Ab und zu, zum Glück nur sehr selten, dachte er, er könnte es wagen, zurück zu gehen, aber das Wissen, dass sie ihn sofort kassieren würden (und selbst wenn nicht, dass er nichts vorfinden würde, was ihn in irgendeiner Form zufrieden stellen würde), hielt ihn davon ab. Die Brücke war schon lange gesprengt, die Taue zerrissen; ohne Rückhalt würde er auf irischem Boden keine zwölf Stunden überleben.

Sie ließen sich Zeit mit den Burgern, quatschten die ganze Zeit, saßen noch eine gute Stunde zusammen, nachdem sie fertig gegessen hatten. Sie erzählten sich alte und neue Geschichten und redeten über ein paar Dinge, die man nur mit einem guten Freund beredete.
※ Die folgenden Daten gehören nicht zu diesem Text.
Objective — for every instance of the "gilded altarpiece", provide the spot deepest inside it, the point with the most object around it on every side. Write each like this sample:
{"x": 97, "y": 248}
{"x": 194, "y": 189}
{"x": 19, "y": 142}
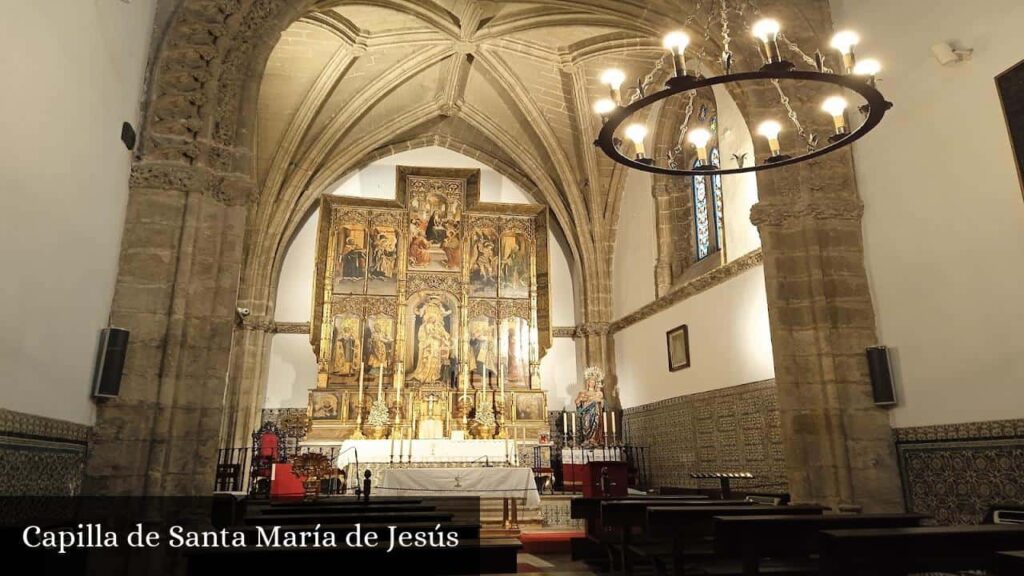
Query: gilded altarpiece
{"x": 436, "y": 302}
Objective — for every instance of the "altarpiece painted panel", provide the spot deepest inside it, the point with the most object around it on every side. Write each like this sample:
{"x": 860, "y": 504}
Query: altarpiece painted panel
{"x": 424, "y": 295}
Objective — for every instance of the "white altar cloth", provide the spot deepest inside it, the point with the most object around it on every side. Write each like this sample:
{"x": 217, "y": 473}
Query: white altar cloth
{"x": 477, "y": 452}
{"x": 482, "y": 482}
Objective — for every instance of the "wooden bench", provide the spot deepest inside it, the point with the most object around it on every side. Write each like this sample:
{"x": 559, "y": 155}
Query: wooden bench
{"x": 686, "y": 526}
{"x": 903, "y": 550}
{"x": 752, "y": 538}
{"x": 621, "y": 518}
{"x": 1009, "y": 564}
{"x": 595, "y": 544}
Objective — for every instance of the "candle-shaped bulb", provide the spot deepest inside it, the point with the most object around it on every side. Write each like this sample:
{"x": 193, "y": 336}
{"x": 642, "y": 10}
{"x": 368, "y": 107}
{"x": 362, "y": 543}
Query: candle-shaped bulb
{"x": 676, "y": 42}
{"x": 836, "y": 107}
{"x": 844, "y": 42}
{"x": 604, "y": 107}
{"x": 766, "y": 30}
{"x": 613, "y": 78}
{"x": 637, "y": 132}
{"x": 770, "y": 130}
{"x": 699, "y": 138}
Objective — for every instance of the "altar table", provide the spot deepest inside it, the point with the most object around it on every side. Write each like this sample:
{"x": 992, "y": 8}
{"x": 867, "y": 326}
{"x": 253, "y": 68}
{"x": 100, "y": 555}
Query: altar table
{"x": 482, "y": 482}
{"x": 477, "y": 452}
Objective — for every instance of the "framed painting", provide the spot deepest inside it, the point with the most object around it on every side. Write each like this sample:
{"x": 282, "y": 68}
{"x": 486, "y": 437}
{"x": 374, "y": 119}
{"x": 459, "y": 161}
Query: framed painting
{"x": 530, "y": 406}
{"x": 325, "y": 406}
{"x": 678, "y": 340}
{"x": 1011, "y": 87}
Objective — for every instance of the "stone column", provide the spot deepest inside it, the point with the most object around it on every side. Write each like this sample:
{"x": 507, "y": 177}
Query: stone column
{"x": 674, "y": 217}
{"x": 839, "y": 446}
{"x": 176, "y": 292}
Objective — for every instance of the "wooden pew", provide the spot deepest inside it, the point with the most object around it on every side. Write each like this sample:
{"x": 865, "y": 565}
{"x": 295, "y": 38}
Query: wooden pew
{"x": 595, "y": 543}
{"x": 1009, "y": 564}
{"x": 754, "y": 537}
{"x": 688, "y": 525}
{"x": 622, "y": 517}
{"x": 904, "y": 550}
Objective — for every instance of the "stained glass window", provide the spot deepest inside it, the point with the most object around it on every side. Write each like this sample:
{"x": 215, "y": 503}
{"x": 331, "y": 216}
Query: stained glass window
{"x": 709, "y": 209}
{"x": 700, "y": 214}
{"x": 716, "y": 184}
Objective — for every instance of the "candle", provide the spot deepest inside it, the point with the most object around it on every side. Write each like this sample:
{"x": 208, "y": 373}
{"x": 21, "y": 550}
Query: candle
{"x": 361, "y": 374}
{"x": 699, "y": 138}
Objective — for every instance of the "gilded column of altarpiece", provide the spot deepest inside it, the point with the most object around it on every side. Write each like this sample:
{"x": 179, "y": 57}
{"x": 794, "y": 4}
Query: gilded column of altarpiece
{"x": 437, "y": 298}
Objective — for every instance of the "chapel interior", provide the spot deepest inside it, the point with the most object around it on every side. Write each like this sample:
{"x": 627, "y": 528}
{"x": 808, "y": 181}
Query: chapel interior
{"x": 602, "y": 286}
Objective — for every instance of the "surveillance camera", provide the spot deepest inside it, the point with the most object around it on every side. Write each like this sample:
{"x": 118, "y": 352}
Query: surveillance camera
{"x": 946, "y": 54}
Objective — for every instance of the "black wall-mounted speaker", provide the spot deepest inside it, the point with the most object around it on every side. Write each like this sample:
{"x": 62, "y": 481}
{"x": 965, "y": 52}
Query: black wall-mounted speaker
{"x": 110, "y": 363}
{"x": 882, "y": 376}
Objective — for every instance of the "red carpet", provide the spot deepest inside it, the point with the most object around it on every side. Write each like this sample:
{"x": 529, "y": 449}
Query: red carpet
{"x": 548, "y": 542}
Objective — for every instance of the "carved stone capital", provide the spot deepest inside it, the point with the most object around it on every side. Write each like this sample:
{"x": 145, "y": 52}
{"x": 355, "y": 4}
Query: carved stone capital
{"x": 777, "y": 213}
{"x": 291, "y": 328}
{"x": 593, "y": 329}
{"x": 563, "y": 331}
{"x": 230, "y": 190}
{"x": 258, "y": 324}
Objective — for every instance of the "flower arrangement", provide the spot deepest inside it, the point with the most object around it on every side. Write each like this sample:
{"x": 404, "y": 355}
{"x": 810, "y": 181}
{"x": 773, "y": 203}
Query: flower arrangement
{"x": 378, "y": 414}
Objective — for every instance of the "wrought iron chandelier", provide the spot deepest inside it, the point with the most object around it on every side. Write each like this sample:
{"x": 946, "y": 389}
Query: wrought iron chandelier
{"x": 856, "y": 77}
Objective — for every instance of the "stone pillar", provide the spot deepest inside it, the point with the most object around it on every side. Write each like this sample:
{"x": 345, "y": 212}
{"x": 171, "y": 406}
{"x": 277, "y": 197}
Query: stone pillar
{"x": 674, "y": 217}
{"x": 839, "y": 446}
{"x": 176, "y": 292}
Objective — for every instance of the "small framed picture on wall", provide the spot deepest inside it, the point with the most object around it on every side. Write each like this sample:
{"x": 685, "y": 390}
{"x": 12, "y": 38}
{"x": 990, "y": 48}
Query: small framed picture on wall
{"x": 678, "y": 340}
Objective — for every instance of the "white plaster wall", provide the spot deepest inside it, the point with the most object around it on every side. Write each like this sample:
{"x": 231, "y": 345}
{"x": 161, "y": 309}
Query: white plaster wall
{"x": 944, "y": 217}
{"x": 730, "y": 343}
{"x": 739, "y": 192}
{"x": 636, "y": 247}
{"x": 73, "y": 72}
{"x": 293, "y": 367}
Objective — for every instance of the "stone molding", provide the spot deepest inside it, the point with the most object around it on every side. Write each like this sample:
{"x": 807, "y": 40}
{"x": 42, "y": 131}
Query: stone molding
{"x": 992, "y": 429}
{"x": 291, "y": 328}
{"x": 20, "y": 424}
{"x": 700, "y": 284}
{"x": 563, "y": 331}
{"x": 770, "y": 213}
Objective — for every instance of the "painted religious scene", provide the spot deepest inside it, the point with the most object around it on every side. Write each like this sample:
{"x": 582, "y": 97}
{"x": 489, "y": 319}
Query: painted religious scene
{"x": 425, "y": 310}
{"x": 433, "y": 341}
{"x": 435, "y": 224}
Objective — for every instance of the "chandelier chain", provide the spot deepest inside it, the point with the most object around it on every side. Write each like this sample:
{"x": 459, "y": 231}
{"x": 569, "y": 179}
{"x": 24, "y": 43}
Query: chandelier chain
{"x": 810, "y": 139}
{"x": 726, "y": 53}
{"x": 683, "y": 127}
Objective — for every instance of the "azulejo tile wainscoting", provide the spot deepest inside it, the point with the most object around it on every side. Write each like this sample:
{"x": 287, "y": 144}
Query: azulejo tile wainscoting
{"x": 955, "y": 471}
{"x": 728, "y": 429}
{"x": 41, "y": 456}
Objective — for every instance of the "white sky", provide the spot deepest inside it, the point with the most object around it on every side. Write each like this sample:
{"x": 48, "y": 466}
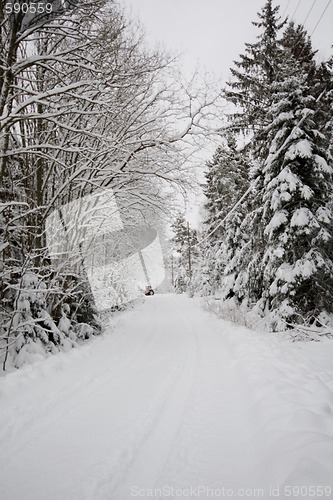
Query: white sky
{"x": 213, "y": 32}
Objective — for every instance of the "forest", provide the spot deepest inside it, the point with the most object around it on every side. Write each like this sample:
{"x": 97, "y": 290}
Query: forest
{"x": 95, "y": 127}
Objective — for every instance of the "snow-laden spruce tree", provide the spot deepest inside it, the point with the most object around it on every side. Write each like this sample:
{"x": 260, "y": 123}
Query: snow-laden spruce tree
{"x": 250, "y": 86}
{"x": 297, "y": 189}
{"x": 226, "y": 181}
{"x": 184, "y": 244}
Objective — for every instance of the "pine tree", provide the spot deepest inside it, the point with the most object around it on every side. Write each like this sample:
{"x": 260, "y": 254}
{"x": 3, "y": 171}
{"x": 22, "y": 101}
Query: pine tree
{"x": 257, "y": 69}
{"x": 297, "y": 188}
{"x": 184, "y": 243}
{"x": 226, "y": 181}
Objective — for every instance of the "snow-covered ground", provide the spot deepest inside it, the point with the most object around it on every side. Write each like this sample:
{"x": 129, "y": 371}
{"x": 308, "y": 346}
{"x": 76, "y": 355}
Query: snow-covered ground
{"x": 171, "y": 403}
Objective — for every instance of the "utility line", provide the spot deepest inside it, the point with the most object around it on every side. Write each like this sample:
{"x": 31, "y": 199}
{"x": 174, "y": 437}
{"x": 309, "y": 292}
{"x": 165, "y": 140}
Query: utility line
{"x": 285, "y": 9}
{"x": 299, "y": 1}
{"x": 309, "y": 12}
{"x": 314, "y": 29}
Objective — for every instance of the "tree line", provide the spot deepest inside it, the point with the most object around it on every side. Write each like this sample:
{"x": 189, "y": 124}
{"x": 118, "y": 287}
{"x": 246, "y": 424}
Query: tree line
{"x": 85, "y": 107}
{"x": 266, "y": 240}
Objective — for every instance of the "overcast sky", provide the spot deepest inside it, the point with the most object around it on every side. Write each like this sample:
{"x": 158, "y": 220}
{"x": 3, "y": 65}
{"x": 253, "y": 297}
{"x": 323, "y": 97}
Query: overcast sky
{"x": 213, "y": 32}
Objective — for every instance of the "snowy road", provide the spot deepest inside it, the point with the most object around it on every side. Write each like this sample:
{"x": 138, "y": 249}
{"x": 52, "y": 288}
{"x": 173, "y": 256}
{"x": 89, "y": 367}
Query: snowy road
{"x": 172, "y": 399}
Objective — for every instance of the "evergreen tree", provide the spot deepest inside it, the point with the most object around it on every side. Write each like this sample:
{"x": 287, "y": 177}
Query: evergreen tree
{"x": 257, "y": 69}
{"x": 184, "y": 241}
{"x": 226, "y": 181}
{"x": 297, "y": 189}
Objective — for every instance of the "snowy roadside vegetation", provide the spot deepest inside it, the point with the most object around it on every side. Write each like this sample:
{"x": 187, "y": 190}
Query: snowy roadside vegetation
{"x": 85, "y": 107}
{"x": 265, "y": 245}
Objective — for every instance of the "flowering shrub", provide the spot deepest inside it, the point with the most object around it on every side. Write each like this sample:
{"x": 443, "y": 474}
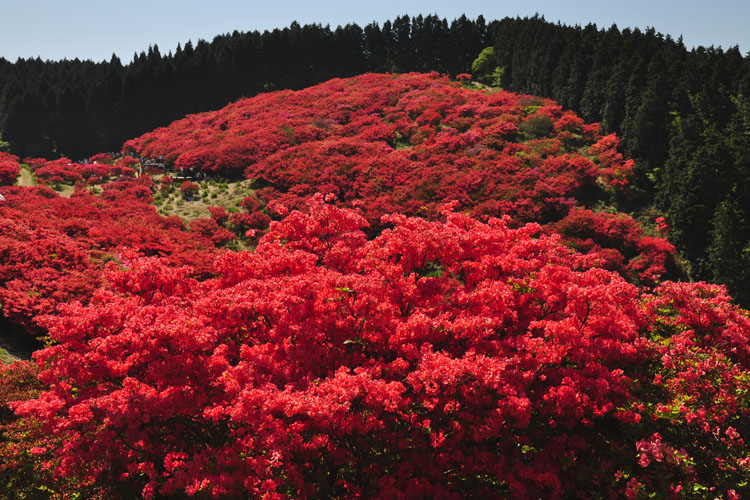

Das Wochenende ließ noch auf sich warten und Tommy hatte noch ein paar Aufgaben vor sich, die er liebend gern weiter vor sich her geschoben und dann vergessen hätte. Es war ihm schon unangenehm, vor den versammelten Lehrern und dem Dekan zu sprechen (für die regelmäßigen Sicherheitsinstruktionen hatten sie ihn ausgesucht, weil er „die Blicke auf sich zog“, die Wahrheit war, dass jeder froh war, es nicht selbst tun zu müssen), aber vor einem Haufen von 500 jungen Leuten zu sprechen, war so angenehm wie ein Schlangenbiss im Hintern.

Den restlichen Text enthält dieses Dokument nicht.